Nothing pretty about these pictures. Zucchini on top, summer squash on the bottom. At least that's my guess. I post them because there’s something we should remember. All fruits and vegetables, unless I missed something, begin as flowers. Some we eat before they mature. Lettuce, for example. But to plant and eat lettuce and related vegetables, we must harvest them before they are mature and allow a portion of the crop to go to seed. The seed is next year’s crop, and it comes from allowing the lettuce to flower. Apples and oranges come from trees covered in tiny, but beautiful flowers. Eventually, the base of the flowers swell into fruit. And closer to the ground, zucchini and summer squash, if that's what they are, follow the same pattern.

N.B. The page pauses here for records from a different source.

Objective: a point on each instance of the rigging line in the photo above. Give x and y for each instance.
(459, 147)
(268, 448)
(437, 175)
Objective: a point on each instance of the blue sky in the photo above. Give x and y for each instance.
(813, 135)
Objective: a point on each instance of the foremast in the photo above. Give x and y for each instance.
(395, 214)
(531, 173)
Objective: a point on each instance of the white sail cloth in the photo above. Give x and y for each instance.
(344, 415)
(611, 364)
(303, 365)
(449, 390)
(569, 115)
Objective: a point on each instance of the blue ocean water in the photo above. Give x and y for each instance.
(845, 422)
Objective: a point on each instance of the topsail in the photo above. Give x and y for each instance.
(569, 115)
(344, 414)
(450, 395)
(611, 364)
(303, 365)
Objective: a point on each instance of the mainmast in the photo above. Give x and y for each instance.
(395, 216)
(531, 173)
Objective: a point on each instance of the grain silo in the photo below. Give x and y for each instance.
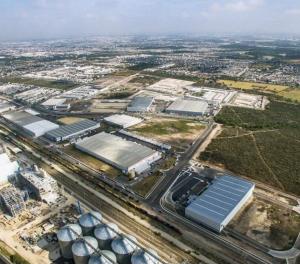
(107, 257)
(89, 221)
(66, 237)
(105, 234)
(140, 256)
(83, 248)
(123, 247)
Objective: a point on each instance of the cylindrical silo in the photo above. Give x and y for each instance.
(105, 234)
(123, 248)
(107, 257)
(66, 236)
(83, 248)
(89, 221)
(142, 257)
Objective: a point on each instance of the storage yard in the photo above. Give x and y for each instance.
(125, 155)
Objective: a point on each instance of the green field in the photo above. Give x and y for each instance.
(58, 84)
(262, 145)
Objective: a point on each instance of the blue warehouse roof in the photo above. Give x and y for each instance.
(220, 201)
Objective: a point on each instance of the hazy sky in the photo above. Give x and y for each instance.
(25, 19)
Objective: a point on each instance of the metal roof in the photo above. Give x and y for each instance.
(140, 103)
(193, 106)
(142, 257)
(106, 231)
(123, 246)
(217, 202)
(90, 219)
(65, 131)
(84, 246)
(69, 232)
(96, 259)
(115, 150)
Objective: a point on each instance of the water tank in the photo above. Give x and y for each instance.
(105, 234)
(108, 257)
(142, 257)
(123, 248)
(89, 221)
(83, 248)
(66, 236)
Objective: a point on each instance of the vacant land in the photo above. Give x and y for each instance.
(177, 132)
(92, 162)
(262, 145)
(271, 225)
(281, 90)
(58, 84)
(69, 120)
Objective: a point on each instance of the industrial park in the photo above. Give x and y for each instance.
(122, 151)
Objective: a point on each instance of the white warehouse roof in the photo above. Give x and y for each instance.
(32, 124)
(123, 154)
(123, 121)
(219, 203)
(193, 107)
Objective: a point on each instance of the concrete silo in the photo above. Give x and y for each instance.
(142, 257)
(108, 257)
(89, 221)
(66, 237)
(105, 234)
(83, 248)
(124, 247)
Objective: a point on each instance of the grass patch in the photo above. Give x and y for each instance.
(58, 84)
(144, 186)
(262, 145)
(92, 162)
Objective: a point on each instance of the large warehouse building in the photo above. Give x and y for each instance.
(122, 121)
(188, 107)
(140, 104)
(73, 130)
(220, 202)
(127, 156)
(31, 124)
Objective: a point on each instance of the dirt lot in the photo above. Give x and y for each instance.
(177, 132)
(269, 224)
(92, 162)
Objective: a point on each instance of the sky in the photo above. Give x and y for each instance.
(38, 19)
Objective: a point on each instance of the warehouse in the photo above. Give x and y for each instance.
(70, 131)
(127, 156)
(188, 107)
(220, 202)
(122, 121)
(140, 104)
(31, 124)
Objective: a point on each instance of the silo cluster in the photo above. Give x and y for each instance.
(93, 242)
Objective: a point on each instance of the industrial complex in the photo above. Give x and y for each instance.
(127, 156)
(220, 202)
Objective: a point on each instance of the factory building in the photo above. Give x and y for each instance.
(188, 107)
(140, 104)
(127, 156)
(38, 183)
(8, 167)
(73, 130)
(220, 202)
(30, 124)
(122, 121)
(12, 201)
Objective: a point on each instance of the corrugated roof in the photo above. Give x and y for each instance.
(220, 199)
(71, 129)
(192, 106)
(114, 149)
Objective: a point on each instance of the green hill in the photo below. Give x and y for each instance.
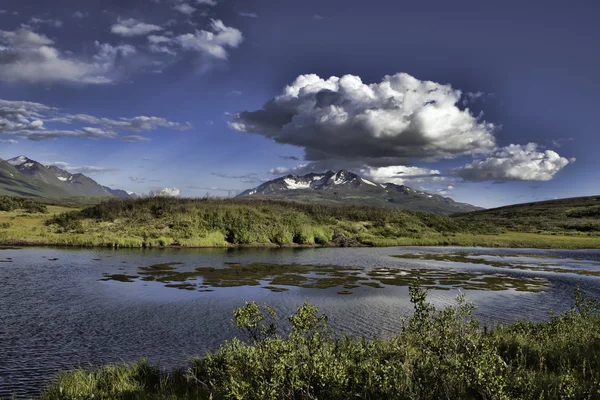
(14, 183)
(574, 216)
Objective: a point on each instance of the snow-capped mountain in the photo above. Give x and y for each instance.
(63, 183)
(345, 187)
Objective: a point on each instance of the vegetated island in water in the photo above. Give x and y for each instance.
(438, 355)
(170, 222)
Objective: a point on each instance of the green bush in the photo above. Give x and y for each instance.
(439, 354)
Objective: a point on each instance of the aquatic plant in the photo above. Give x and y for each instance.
(439, 354)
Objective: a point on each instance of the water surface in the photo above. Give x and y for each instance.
(61, 308)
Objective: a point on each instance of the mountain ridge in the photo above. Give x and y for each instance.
(23, 176)
(345, 187)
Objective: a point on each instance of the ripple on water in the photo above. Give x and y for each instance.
(58, 314)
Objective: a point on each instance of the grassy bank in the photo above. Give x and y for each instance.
(161, 222)
(439, 354)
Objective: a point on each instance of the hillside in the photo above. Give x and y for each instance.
(161, 222)
(23, 176)
(578, 215)
(346, 188)
(14, 183)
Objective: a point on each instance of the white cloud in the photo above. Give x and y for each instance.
(387, 123)
(160, 44)
(82, 169)
(185, 8)
(514, 162)
(382, 128)
(247, 14)
(132, 27)
(401, 174)
(30, 120)
(166, 192)
(55, 23)
(26, 56)
(301, 169)
(212, 44)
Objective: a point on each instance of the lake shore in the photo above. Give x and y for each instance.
(172, 223)
(438, 354)
(508, 240)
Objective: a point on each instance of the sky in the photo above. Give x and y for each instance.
(490, 104)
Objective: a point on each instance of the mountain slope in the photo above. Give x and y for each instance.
(344, 187)
(14, 183)
(26, 177)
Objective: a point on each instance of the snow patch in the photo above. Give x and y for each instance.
(368, 182)
(17, 160)
(293, 184)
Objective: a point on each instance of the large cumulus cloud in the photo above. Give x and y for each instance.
(514, 162)
(383, 129)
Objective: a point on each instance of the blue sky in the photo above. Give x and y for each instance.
(489, 105)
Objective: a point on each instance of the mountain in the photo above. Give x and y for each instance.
(14, 183)
(344, 187)
(26, 177)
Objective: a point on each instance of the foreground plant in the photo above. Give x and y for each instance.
(439, 354)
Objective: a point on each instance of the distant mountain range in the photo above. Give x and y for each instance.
(344, 187)
(22, 176)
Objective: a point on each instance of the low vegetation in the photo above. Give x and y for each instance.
(10, 203)
(438, 354)
(574, 216)
(160, 222)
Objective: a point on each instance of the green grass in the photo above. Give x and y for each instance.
(162, 222)
(439, 354)
(573, 216)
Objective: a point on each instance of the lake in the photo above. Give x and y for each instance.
(61, 308)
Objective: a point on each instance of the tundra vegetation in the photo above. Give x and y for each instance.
(438, 354)
(160, 222)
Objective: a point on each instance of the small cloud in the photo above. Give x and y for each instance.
(185, 8)
(247, 14)
(135, 139)
(132, 27)
(55, 23)
(82, 169)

These pictures were taken in a stretch of ground between the sidewalk and a fence defining the limits of a trailer park. I suppose today that would be a mobile home park. I watched the lady who maintains this stretch plant little plugs of plants in empty spaces. It seems like yesterday. They grew at a ferocious pace. The squash have huge leaves that hide the flowers, and the zucchini have long, straight stems that give the flowers full sunshine. If she does what she did last year, she’ll let them grow until harvest time and then pull them up. They are temporary, but they are also food bearing. Eventually, she will plant watermelon to replace them. She has a very tiny farm along the sidewalk.

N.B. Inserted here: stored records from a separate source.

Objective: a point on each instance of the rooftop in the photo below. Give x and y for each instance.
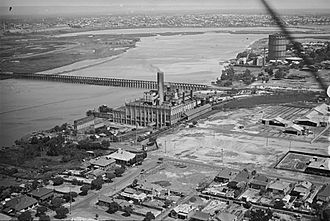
(102, 161)
(40, 192)
(21, 202)
(122, 155)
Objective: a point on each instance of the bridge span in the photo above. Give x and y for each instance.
(114, 82)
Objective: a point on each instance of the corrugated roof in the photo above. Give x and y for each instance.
(122, 155)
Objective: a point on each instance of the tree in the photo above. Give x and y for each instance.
(61, 212)
(41, 210)
(26, 216)
(44, 217)
(113, 207)
(149, 216)
(58, 181)
(84, 189)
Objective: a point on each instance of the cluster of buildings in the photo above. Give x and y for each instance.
(159, 108)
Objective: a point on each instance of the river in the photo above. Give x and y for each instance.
(27, 106)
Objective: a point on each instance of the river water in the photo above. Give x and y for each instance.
(27, 106)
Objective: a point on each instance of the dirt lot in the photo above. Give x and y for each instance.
(219, 140)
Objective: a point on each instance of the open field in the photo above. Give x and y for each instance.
(219, 140)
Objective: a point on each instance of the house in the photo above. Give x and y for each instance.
(279, 187)
(302, 189)
(199, 216)
(224, 175)
(123, 157)
(224, 216)
(319, 166)
(242, 177)
(294, 129)
(182, 211)
(259, 182)
(42, 194)
(103, 162)
(19, 204)
(324, 193)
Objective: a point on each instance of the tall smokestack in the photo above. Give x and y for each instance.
(160, 82)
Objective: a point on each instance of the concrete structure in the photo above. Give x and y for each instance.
(279, 187)
(259, 182)
(277, 47)
(160, 84)
(160, 109)
(123, 157)
(114, 82)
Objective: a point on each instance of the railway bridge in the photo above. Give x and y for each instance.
(114, 82)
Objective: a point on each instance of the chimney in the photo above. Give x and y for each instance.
(160, 83)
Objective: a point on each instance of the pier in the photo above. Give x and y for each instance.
(113, 82)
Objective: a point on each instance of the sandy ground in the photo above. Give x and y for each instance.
(216, 141)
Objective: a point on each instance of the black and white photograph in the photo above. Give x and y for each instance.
(165, 110)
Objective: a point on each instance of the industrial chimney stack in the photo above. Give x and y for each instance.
(160, 82)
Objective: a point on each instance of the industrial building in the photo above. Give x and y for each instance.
(159, 108)
(277, 47)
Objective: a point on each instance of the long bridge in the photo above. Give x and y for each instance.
(114, 82)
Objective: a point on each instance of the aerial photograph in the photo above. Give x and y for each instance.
(144, 110)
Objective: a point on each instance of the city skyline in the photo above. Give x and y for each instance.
(32, 7)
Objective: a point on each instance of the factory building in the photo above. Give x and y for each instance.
(159, 108)
(277, 47)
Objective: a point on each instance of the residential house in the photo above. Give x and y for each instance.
(242, 177)
(302, 189)
(224, 216)
(324, 193)
(103, 162)
(224, 175)
(182, 211)
(319, 166)
(42, 194)
(123, 157)
(259, 182)
(199, 216)
(279, 187)
(19, 204)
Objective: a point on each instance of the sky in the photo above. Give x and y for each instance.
(110, 6)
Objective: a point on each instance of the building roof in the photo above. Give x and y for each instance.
(242, 176)
(225, 173)
(122, 155)
(260, 180)
(198, 215)
(40, 192)
(279, 185)
(226, 217)
(102, 161)
(184, 208)
(21, 202)
(325, 191)
(320, 163)
(294, 127)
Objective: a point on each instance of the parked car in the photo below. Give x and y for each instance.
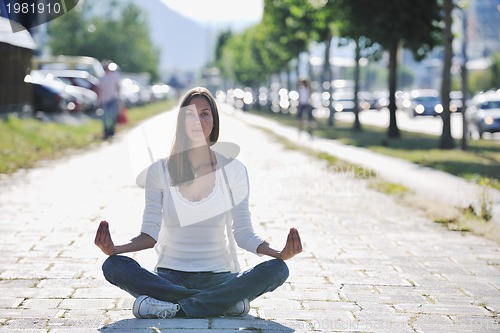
(483, 113)
(86, 99)
(73, 77)
(50, 98)
(423, 102)
(343, 100)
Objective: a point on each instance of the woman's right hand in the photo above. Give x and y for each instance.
(103, 239)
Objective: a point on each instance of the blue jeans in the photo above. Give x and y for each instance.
(110, 111)
(203, 294)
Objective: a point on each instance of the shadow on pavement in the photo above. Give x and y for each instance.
(243, 324)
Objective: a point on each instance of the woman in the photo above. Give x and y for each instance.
(197, 193)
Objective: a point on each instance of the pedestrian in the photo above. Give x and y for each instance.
(196, 211)
(304, 90)
(108, 97)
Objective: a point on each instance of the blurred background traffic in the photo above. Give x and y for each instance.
(255, 62)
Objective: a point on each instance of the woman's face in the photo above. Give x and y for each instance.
(199, 120)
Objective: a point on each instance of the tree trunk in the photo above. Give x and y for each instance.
(329, 77)
(465, 86)
(393, 131)
(357, 123)
(446, 141)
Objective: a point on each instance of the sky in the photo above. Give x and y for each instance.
(219, 12)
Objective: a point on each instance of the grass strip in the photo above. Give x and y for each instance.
(480, 163)
(24, 142)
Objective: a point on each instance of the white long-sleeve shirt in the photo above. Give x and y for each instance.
(192, 236)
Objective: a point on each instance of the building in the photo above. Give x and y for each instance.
(16, 51)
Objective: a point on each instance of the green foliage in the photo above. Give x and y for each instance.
(24, 142)
(121, 35)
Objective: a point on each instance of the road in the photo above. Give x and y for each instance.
(428, 125)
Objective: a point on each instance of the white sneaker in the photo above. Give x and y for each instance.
(146, 307)
(239, 309)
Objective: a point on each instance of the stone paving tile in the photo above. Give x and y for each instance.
(369, 264)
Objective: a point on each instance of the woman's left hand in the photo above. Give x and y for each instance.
(293, 245)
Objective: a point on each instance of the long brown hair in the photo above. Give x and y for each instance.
(179, 166)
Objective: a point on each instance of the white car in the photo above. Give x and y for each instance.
(483, 113)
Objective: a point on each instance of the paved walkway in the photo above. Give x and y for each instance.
(369, 264)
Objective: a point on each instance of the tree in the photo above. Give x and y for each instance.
(412, 24)
(121, 35)
(446, 140)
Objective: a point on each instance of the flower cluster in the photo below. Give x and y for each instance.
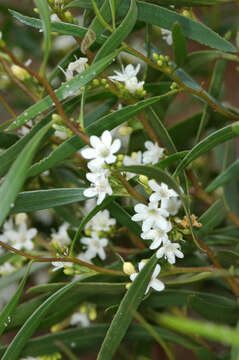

When I was in school I was taught that a big differences between plants and animals is mobility. Animals move, plants are stationary. You had to know that for the test. But the teacher was also a realist. He said that if an apple falls to the ground and a horse eats it, and he doesn’t poop for a hundred yards, then the seeds of that apple tree have moved one hundred yards. So, fruits and vegetables exist to give plants what they otherwise lack: mobility. Some fruits are so volatile that the horse is lucky to make it ten yards. Others go down and stay down with such ease that the horse can run and frolic all day before planting seed in manure wrapped piles. And it all starts with flowers.